In any case, it is the Europeans who are not disappointed. They missed Wednesday night’s rebound because they were already closed. They tried to take advantage of it yesterday morning and we sent them back to niche in the afternoon with this huge sale in New York. In summary, for Europe it was two bad days in a row and the only thing that doesn’t fall: it’s oil!!! It really feels like there’s a man up there who thinks he’s god, the man laughs as he pushes his pawns forward on the chessboard. Basically it should look like this:

“So… let’s see what I’m going to do.” Let’s sum it up… Inflation is at 40 years high, rates will rise for 2 years… Hmmmm, I’m going to put a good economic slowdown in their hands to see what it does… And then Come on, I’m coward, I’m going to raise oil to $108 and screw them up with a Russian dictator with a brain tumor and a stockpile of nuclear weapons at his disposal. Hmmmm and if that wasn’t enough, I’ll be throwing them an eighth wave of COVID in September with a new strain that’s impervious to their vaccines and their boosters. That should keep me busy for the rest of the year. Come on.. Hop, a cigar, a whiskey, I’m sitting in my chair of God and I’m waiting for the son’s birthday on December 24th”….


In short, we came out clean and tidy. The Nasdaq chart looks like nothing anymore, Bitcoin is definitely correlated with the Nasdaq and things are not getting any better. Meanwhile, Hong Kong is in free fall at 3.53%, China is trailing it, falling 1.8%. There is only Tokyo that is not going down and that is unchanged, but that is mainly due to the fact that it is closed for Children’s Day. The barrel is therefore still in top shape at $108.75, while EVEN gold is not rising and is lagging at $1875. Talk about a safe haven.

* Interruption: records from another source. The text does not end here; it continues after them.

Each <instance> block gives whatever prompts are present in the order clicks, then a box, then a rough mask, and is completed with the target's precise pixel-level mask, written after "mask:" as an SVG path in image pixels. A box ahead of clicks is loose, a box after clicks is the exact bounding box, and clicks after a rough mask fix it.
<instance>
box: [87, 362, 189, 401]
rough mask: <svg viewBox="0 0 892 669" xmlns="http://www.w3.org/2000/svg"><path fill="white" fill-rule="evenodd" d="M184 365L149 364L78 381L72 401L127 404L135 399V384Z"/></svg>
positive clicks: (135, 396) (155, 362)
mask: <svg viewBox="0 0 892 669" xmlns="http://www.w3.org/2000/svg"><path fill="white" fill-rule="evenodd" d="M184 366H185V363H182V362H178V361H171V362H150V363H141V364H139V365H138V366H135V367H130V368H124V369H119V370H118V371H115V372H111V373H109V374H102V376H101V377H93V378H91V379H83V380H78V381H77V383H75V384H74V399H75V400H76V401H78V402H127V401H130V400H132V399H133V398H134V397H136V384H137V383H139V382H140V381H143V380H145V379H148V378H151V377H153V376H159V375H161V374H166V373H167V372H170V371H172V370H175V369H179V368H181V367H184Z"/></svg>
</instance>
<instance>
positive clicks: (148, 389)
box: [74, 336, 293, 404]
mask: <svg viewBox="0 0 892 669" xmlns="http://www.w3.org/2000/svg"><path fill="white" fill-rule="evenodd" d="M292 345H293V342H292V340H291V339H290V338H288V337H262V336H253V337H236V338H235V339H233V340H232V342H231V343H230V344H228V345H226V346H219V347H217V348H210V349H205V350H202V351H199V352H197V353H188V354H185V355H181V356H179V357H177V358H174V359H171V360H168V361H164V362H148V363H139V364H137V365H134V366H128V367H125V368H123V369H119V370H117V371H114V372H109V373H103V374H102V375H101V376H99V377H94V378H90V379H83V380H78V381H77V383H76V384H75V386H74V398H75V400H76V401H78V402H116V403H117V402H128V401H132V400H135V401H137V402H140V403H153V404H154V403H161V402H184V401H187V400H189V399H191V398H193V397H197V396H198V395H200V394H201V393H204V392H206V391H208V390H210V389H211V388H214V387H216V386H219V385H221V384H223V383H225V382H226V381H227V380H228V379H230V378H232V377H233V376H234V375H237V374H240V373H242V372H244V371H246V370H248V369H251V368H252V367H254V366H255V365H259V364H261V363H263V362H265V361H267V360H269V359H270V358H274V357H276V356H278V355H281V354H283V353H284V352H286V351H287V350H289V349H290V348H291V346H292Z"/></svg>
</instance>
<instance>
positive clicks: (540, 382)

In the rest of the news, we’ll remember that Musk has found friends to buy Twitter; Oracle’s Ellison, as well as Binance and the Sequoia fund are with him. Musk could even become CEO of Twitter in the transition phase. News that had the merit of greatly satisfying Tesla shareholders who rushed to sell their shares and are NO MORE Tesla shareholders. The share priced 8% in the teeth. 6% because the rates went up and when the rates go up: it’s bad. And 2% because Musk makes 22 hares run at once. As the mood is super good – almost euphoric – the Bank of England has decided to calm things down and yesterday hiked interest rates by 0.25%, warning of a recession that could kick in by the end of the year from here.

Please ! The word is set. And I think the word RECESSION will benevolently become THE WORD of 2022 – well, if there isn’t a 14th wave of OMICRON-COVID-BA2 in September – no, because if you read the papers this morning, you’ll see that you have a a plethora of articles talking about recession or hard landing or, to be more politically correct, that achieving a “soft landing will be practically impossible”. Which amounts to the same thing. Yes, because if a plane misses its landing, we can’t say it crashed “just a little bit”.

The numbers of the day

You don’t have to look any further. The number of the day will not be nonfarm productivity, but rather nonfarm payrolls for the month of April. There will also be unemployment in Switzerland and the same NFP in France. Except the French version, nobody cares. For now, futures are still in the red and I’m not convinced we have the courage to backtrack before the weekend. I think it would be wiser to leave immediately before the weekend and tell your employer that we confused this Friday with Good Friday and that we will be back next Tuesday. It will do everyone good to sleep on this one!

It only remains for me to wish you a nice weekend and I’ll see you on Monday! May the strength be with you, for it will take strength.

See you on Monday !

Thomas Veillet

“Be who you are and say what you feel because those who mind don’t matter and those who matter don’t mind.”